Other Material Terms and Shareholder Impact
- Material changes to shareholder rights: The offering and related anti-dilution and preemptive rights provisions could significantly affect the Company’s capital structure and future financing flexibility. Shareholders should note the potential for dilution if Series B Preferred Stock is converted or Warrants are exercised.
- No change in fiscal year or other charter amendments: The company is not changing its fiscal year in connection with this transaction.
- Legal opinion: A legal opinion from Foley & Lardner LLP regarding the validity of the securities issued is filed as Exhibit 5.1.
Potential Price-Sensitive Implications
- Significant potential dilution: If all Series B Preferred Stock is converted and all Warrants are exercised, the number of outstanding common shares could increase substantially, potentially pressuring the share price.

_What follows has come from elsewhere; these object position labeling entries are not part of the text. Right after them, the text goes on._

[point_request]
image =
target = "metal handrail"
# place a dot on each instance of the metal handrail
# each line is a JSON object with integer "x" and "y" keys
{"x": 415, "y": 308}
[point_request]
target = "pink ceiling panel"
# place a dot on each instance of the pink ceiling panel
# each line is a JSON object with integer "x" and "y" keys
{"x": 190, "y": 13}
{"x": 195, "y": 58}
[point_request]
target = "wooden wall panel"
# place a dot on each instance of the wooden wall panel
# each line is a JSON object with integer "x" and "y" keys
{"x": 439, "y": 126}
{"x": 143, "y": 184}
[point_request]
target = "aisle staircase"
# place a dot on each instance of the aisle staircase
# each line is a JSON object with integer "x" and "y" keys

- Restrictive covenants: The lock-up and anti-dilution provisions may support the share price by limiting the Company’s ability to issue additional shares at below-market prices or enter into highly dilutive transactions.
- Market uncertainty: The absence of a trading market for the Series B Preferred Stock means investors must rely on conversion rights and the liquidity of the common stock.
- Future capital raises: The preemptive rights granted to certain investors could influence the terms and pricing of subsequent equity or equity-linked financings.
- Short sale prohibition: The restriction on investors short selling while holding Series B Preferred Stock may reduce downward pressure on the common stock from these investors.
Exhibits and Additional Information
- Exhibit 1.1: Certificate of Designation of Preferences, Rights and Limitations of Series B Convertible Preferred Stock
- Exhibit 4.1: Form of Warrant
- Exhibit 4.2: Form of Placement Agent Warrant
- Exhibit 10.1: Form of Securities Purchase Agreement
- Exhibit 5.1/23.1: Legal opinion and consent of Foley & Lardner LLP
Conclusion
This \$20 million financing provides 22nd Century Group, Inc. with significant new capital but also creates meaningful new obligations, restrictions, and potential dilution for existing shareholders. The transaction structure, anti-dilution protections, and participation rights for lead investors are all material considerations that could impact the Company’s stock price and future capital strategy.
Disclaimer: This article is for informational purposes only and does not constitute investment advice. Investors should review the full SEC filings and consult their financial advisors before making any investment decisions. The information herein is based on the company’s public disclosures as of the date of the report and may be subject to change without notice.